I also don't think it's wrong for photos to be provided. Better than letting someone assume it's a different way and doing it incorrectly...if they are going to scruff, it should at least be in a safe and fair manner. Momma dog scruffs pups on a daily basis, there is nothing wrong with scruffing IF it's done in a non abusive manner.


----------



## vat (Jul 23, 2010)

I have read 2 books and yes they use choke collars and pops. They are well know for their breeding program and you can't even get on the waiting list anymore. They also do not let you choose your pup. When you apply for a pup you specify what your intent is, pet, SCH, police, etc. They have a special testing that they do (they have someone who does not know the pups come in) when the pups are young. It tells them what type of pup it is (hard to explain this). Then they place that pup with the applicant that it is best suited for. It was interesting and they are very successful at this. So someone looking for a pet does not end up with a pup more suited for SHC, etc.
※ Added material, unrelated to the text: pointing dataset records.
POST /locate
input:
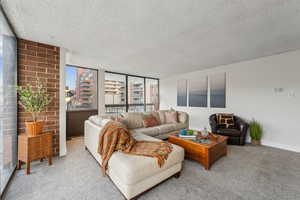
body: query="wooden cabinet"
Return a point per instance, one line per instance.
(31, 148)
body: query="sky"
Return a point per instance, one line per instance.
(70, 74)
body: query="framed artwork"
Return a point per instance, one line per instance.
(198, 92)
(182, 93)
(218, 90)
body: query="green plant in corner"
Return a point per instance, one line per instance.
(256, 132)
(34, 101)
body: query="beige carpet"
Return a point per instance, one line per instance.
(256, 173)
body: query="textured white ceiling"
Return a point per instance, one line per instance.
(160, 38)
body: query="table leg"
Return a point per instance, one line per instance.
(50, 160)
(27, 167)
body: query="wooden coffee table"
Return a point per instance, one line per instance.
(205, 154)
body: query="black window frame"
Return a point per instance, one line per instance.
(126, 88)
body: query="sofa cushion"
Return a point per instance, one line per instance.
(154, 114)
(166, 128)
(182, 117)
(152, 131)
(150, 121)
(130, 169)
(171, 117)
(179, 126)
(162, 116)
(134, 119)
(229, 132)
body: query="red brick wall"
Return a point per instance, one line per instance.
(40, 61)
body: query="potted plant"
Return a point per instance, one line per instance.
(34, 100)
(256, 132)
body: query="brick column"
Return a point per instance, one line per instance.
(38, 61)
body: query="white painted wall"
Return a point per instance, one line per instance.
(250, 94)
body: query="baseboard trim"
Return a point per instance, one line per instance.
(281, 146)
(2, 196)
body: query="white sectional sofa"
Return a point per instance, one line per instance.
(128, 171)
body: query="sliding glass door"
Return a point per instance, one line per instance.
(8, 102)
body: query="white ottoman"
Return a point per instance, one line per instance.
(132, 174)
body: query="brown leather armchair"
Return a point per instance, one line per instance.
(237, 135)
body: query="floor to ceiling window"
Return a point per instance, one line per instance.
(115, 93)
(81, 96)
(8, 102)
(129, 93)
(136, 94)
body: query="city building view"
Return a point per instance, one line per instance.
(81, 88)
(140, 97)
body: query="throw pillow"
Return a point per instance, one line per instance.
(122, 121)
(225, 120)
(171, 117)
(150, 121)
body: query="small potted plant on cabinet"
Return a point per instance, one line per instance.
(34, 100)
(256, 132)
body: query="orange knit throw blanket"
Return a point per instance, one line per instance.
(114, 137)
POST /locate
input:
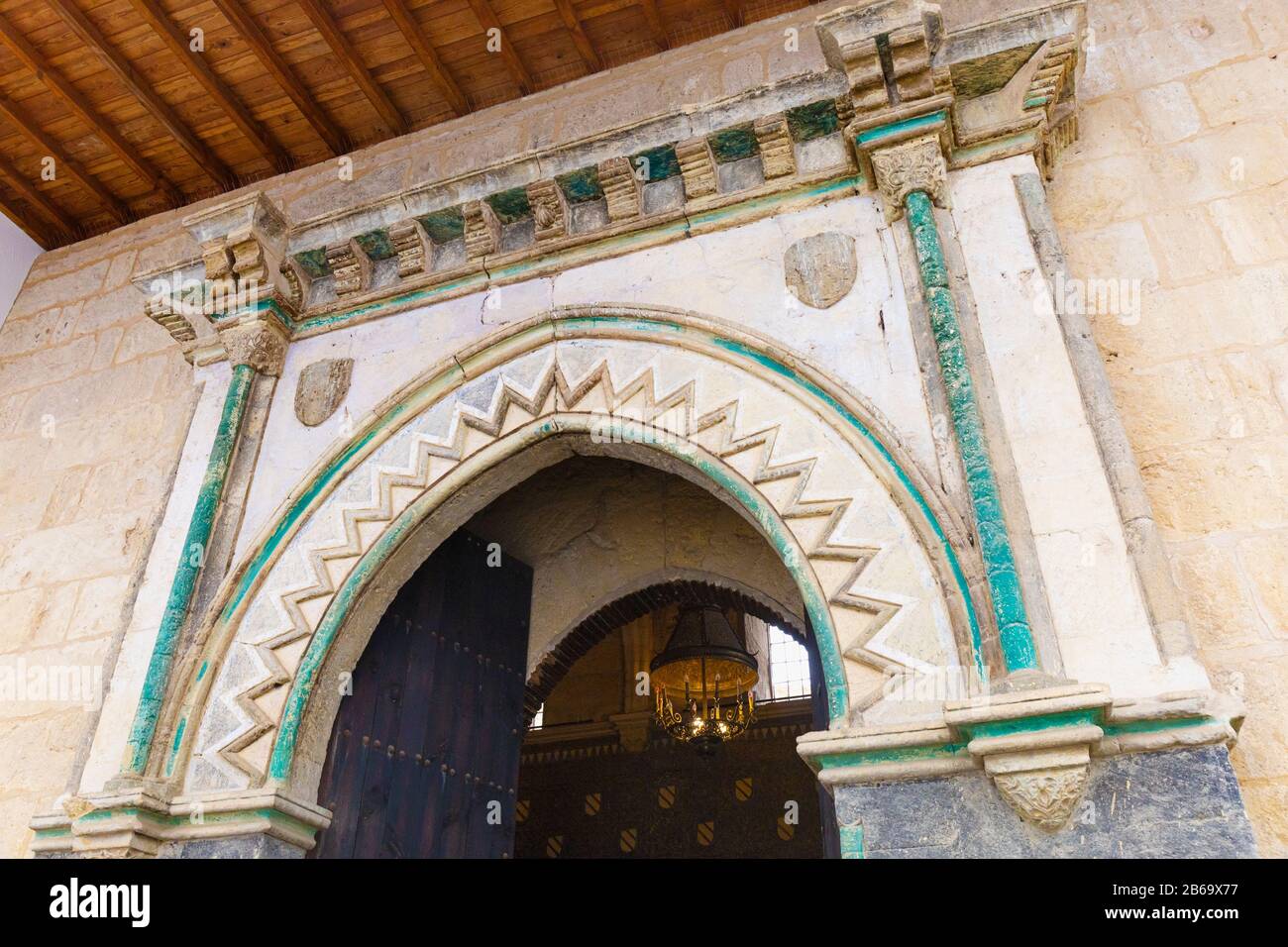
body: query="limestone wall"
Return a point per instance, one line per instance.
(1180, 180)
(94, 407)
(95, 401)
Each monk is responsible for a certain dog and its pups if its a female. The pups are so well behaved that they can down in the main hall while the monks are eating and taking prayer, very impressive!


----------



## codmaster (Aug 5, 2009)

Stogey said:


> Anything that doesn't involve your dog sitting " time out " in the corner is
> " Ole School " .....
> 
> Just kiddin folks ! :laugh:


Funny!

Ever wonder why some things got to be "Old School"? Maybe because they worked?????


----------



## CaseysGSD (Oct 15, 2010)

vat said:


> I have read 2 books and yes they use choke collars and pops. They are well know for their breeding program and you can't even get on the waiting list anymore. They also do not let you choose your pup. When you apply for a pup you specify what your intent is, pet, SCH, police, etc. They have a special testing that they do (they have someone who does not know the pups come in) when the pups are young. It tells them what type of pup it is (hard to explain this). Then they place that pup with the applicant that it is best suited for. It was interesting and they are very successful at this. So someone looking for a pet does not end up with a pup more suited for SHC, etc.
> 
> Each monk is responsible for a certain dog and its pups if its a female. The pups are so well behaved that they can down in the main hall while the monks are eating and taking prayer, very impressive!
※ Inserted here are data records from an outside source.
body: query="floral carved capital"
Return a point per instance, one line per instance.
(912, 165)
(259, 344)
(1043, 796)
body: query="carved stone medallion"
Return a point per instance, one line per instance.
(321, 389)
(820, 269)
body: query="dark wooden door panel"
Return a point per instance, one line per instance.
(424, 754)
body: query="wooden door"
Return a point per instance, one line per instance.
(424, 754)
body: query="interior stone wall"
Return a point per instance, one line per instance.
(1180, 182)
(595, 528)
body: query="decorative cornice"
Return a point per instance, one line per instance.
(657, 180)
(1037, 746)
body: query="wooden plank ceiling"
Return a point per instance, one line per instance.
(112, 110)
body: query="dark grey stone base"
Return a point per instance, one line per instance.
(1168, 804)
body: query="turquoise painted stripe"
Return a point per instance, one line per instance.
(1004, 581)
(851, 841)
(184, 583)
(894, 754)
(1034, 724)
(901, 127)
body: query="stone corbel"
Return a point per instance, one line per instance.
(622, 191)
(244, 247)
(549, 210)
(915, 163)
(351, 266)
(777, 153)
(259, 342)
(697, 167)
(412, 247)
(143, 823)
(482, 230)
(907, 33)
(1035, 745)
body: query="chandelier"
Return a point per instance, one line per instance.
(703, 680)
As I said before (but not sure you saw it) I have a freind with a dog from there (he's 11 now..the dog not the friend LOL) and he was by far the best and smartest GSD pup and dog I have ever known! As I side note, he waited on the list for 5-6 years back then!


----------



## BlackPuppy (Mar 29, 2007)

I watched the tv show back when I had cable. I don't remember them airing anything that disturbed me, but they don't use anything like clicker training. I remember the training to walk nice on a leash was to put the dog on a long line and change directions to get him to pay attention. That part at least was classic Koehler.

http://animal.discovery.com/convergence/divine-canine/divine-canine.html


----------